The benchmark catches surprising winners
The interesting result from kb-arena is not which strategy won on the included corpus. It is that the answer changes per corpus. Naive vector loses on technical documentation. QnA pair extraction wins on FAQ-shaped data. Knowledge graph wins on structured records. Hybrid is the strongest default but not the strongest specialist. None of this is in the AI-blogosphere consensus, which mostly recommends naive vector and moves on.
The interesting result from ai-workflow-benchmark is that the gap between the top-performing workflow configuration and the median configuration is wider than the gap between the top model and the second-best model. If you are choosing where to spend engineering effort, the marginal hour on workflow tooling returns more than the marginal hour waiting for the next frontier model. That conclusion is uncomfortable for several adjacent industries, which is part of how I know it is worth saying.
Neither result was the headline I expected when I started. Both surfaced because the benchmark put numbers on configurations I would have eyeballed and called “about the same.”
The benchmark is cheaper than the cleanup
The cost of shipping the wrong configuration is not the time it took to ship. It is the time it takes to undo. By the time the wrong retrieval strategy is wired into your product, three other things depend on it: prompt templates that assume the chunk shape, evaluation scripts that assume the latency profile, customer expectations that anchor to the current behavior.

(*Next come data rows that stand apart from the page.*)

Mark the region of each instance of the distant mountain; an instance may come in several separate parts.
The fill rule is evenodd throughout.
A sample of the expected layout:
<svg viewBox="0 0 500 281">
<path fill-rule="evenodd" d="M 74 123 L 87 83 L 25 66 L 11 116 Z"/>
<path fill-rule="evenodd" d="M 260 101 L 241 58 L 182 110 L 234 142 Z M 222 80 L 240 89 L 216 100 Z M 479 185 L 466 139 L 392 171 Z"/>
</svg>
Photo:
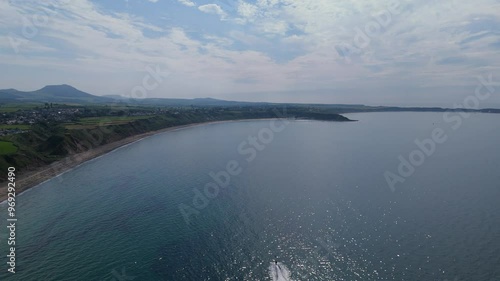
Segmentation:
<svg viewBox="0 0 500 281">
<path fill-rule="evenodd" d="M 70 85 L 48 85 L 40 90 L 36 90 L 31 93 L 31 95 L 36 95 L 38 97 L 66 97 L 66 98 L 94 98 L 96 96 L 82 92 Z"/>
<path fill-rule="evenodd" d="M 213 98 L 195 98 L 195 99 L 165 99 L 165 98 L 147 98 L 131 99 L 128 102 L 143 105 L 164 105 L 164 106 L 256 106 L 265 105 L 263 102 L 244 102 L 227 101 Z"/>
<path fill-rule="evenodd" d="M 102 97 L 112 98 L 112 99 L 124 99 L 125 98 L 125 97 L 120 96 L 120 95 L 103 95 Z"/>
<path fill-rule="evenodd" d="M 23 92 L 15 89 L 0 90 L 4 102 L 59 102 L 59 103 L 105 103 L 110 98 L 98 97 L 82 92 L 70 85 L 49 85 L 39 90 Z"/>
<path fill-rule="evenodd" d="M 16 92 L 14 89 L 0 90 L 0 101 L 9 101 L 15 100 L 17 98 Z"/>
<path fill-rule="evenodd" d="M 172 99 L 172 98 L 145 98 L 133 99 L 120 95 L 95 96 L 80 91 L 70 85 L 48 85 L 31 92 L 16 89 L 0 90 L 2 103 L 68 103 L 68 104 L 109 104 L 109 105 L 145 105 L 145 106 L 289 106 L 289 107 L 317 107 L 334 108 L 339 112 L 358 112 L 367 109 L 364 105 L 342 104 L 277 104 L 266 102 L 227 101 L 214 98 Z"/>
<path fill-rule="evenodd" d="M 388 107 L 388 106 L 365 106 L 362 104 L 294 104 L 294 103 L 265 103 L 265 102 L 241 102 L 218 100 L 214 98 L 195 99 L 168 99 L 168 98 L 146 98 L 131 99 L 120 95 L 95 96 L 80 91 L 70 85 L 49 85 L 31 92 L 18 91 L 16 89 L 0 90 L 0 102 L 8 103 L 67 103 L 67 104 L 109 104 L 109 105 L 145 105 L 145 106 L 287 106 L 309 107 L 329 110 L 334 113 L 352 112 L 388 112 L 388 111 L 425 111 L 444 112 L 450 109 L 439 107 Z M 459 109 L 460 110 L 460 109 Z M 470 112 L 500 113 L 500 109 L 487 108 L 480 110 L 461 109 Z"/>
<path fill-rule="evenodd" d="M 120 95 L 95 96 L 80 91 L 70 85 L 49 85 L 31 92 L 16 89 L 0 90 L 0 101 L 11 103 L 25 102 L 55 102 L 77 104 L 132 104 L 132 105 L 159 105 L 159 106 L 245 106 L 266 103 L 225 101 L 213 98 L 196 99 L 166 99 L 146 98 L 132 99 Z"/>
</svg>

Replacing it later is a multi-week project. Picking the right one at the start, given a benchmark to compare against, is a one-hour decision.
ai-workflow-benchmark exists because I was about to commit a team to a coding workflow on the strength of a single demo. The benchmark exists so I could check, before that commitment, whether the demo was representative or a lucky run.

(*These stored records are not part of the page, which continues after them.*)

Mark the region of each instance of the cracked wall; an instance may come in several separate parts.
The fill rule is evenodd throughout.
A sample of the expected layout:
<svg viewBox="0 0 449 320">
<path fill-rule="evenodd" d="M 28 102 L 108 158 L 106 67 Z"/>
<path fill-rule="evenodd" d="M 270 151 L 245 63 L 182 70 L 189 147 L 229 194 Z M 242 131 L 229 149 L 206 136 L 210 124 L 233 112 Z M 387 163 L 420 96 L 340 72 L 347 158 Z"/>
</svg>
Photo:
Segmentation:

What a good benchmark looks like
Three properties matter more than the rest.
First, the scoring function has to be defended in advance, not retrofitted to the result. Sigmoid scoring with explicit saturation points is the kb-arena and ai-workflow-benchmark answer. Binary pass/fail loses partial-credit signal. Naive percent loses the difference between a near-miss and a wild miss.
Second, the test set has to be sized and split honestly. A benchmark with 10 questions is a demo. A benchmark with 1,000 questions on a single corpus is a benchmark for one corpus, not a benchmark for the strategy. Source-disjoint or event-disjoint splits matter for the same reason they matter in any ML evaluation: random splits over near-duplicate data inflate every metric.
Third, the benchmark publishes the configurations it tested, not just the winner. The matrix of where a configuration shines and where it lags is more useful than a single bragging number. ai-workflow-benchmark outputs a heat map per capability dimension. kb-arena outputs the full table across all seven strategies and three axes. A team picks the harness or strategy that matches their actual work mix, not an abstract average.
The practical takeaway
Build the benchmark before you build the feature. The benchmark will tell you which feature is worth building. It will also tell you, six months later, when something that used to work has stopped working, which is a thing every AI product eventually has to answer.
Repos: kb-arena, ai-workflow-benchmark.